BLL pictured in late October by Ciaran Hatsell. Keep your eyes open for her in Norfolk (and elsewhere) as we'd love to know where she's gone.

Also of interest was the flock of 130+ Barnacle Geese grounded on Fair Isle by poor weather from 6th October for a few days. Amongst these, we were able to pick out four darvic rings: NAP, SAZ, SID and PVI. NAP was ringed as a female gosling at Aalesund (Norway) on 2nd August 1996 (making her older than some of our staff!), SAZ (the partner of NAP) was ringed as an adult male at the same site in July 2000, with both birds having not been seen since spring migration through Norway in 2013. PVI was ringed as an adult female in July 1999 and was last seen in March 2014 at RSPB Mersehead. Despite the name, SID was actually a female, ringed as a yearling in July 2000 and last seen on spring migration in Norway in 2014. Interestingly, the last sighting of SID in winter was at WWT Caerlaverock in November 2011, whilst SAZ last winter record was from the same site in December 2009 – so I wonder where they now spend the winter? Many thanks to the WWT for getting back to us so quickly with the details of these records.
Part of the Barnacle Goose flock that contained the darvic-ringed birds.
FIBO 2013 Annual Report - out now. The front cover features a Hornemann's Arctic Redpoll photographed by Steve Arlow.

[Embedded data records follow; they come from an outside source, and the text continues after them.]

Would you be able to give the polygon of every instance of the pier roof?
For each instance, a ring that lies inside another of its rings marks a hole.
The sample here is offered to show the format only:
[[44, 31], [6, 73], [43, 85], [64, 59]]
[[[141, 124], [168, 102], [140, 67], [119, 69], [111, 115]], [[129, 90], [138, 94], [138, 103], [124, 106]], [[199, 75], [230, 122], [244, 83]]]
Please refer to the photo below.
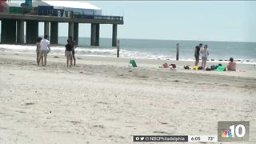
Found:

On another subject entirely, the 2013 Annual Report is now available, with copies having been sent out to FOFI members in the autumn. If you’d like a copy, please send a cheque for £12 (which includes p&p to UK addresses) or phone with your card details.  As well as the systematic list, ringing report, seabird report and monthly summary there are write-ups on the remarkable Swinhoe’s Petrel records (including a paper on biometric, sound and DNA analysis), Red-eyed Vireo, Sykes’s Warbler and Collared Flycatcher, a short paper on DNA in modern birding by Professor Martin Collinson and plenty more besides.
Some of the displays of Aurora have been pretty impressive (more so than my camera allows me to show here), always one of the highlights of a winter on Fair Isle.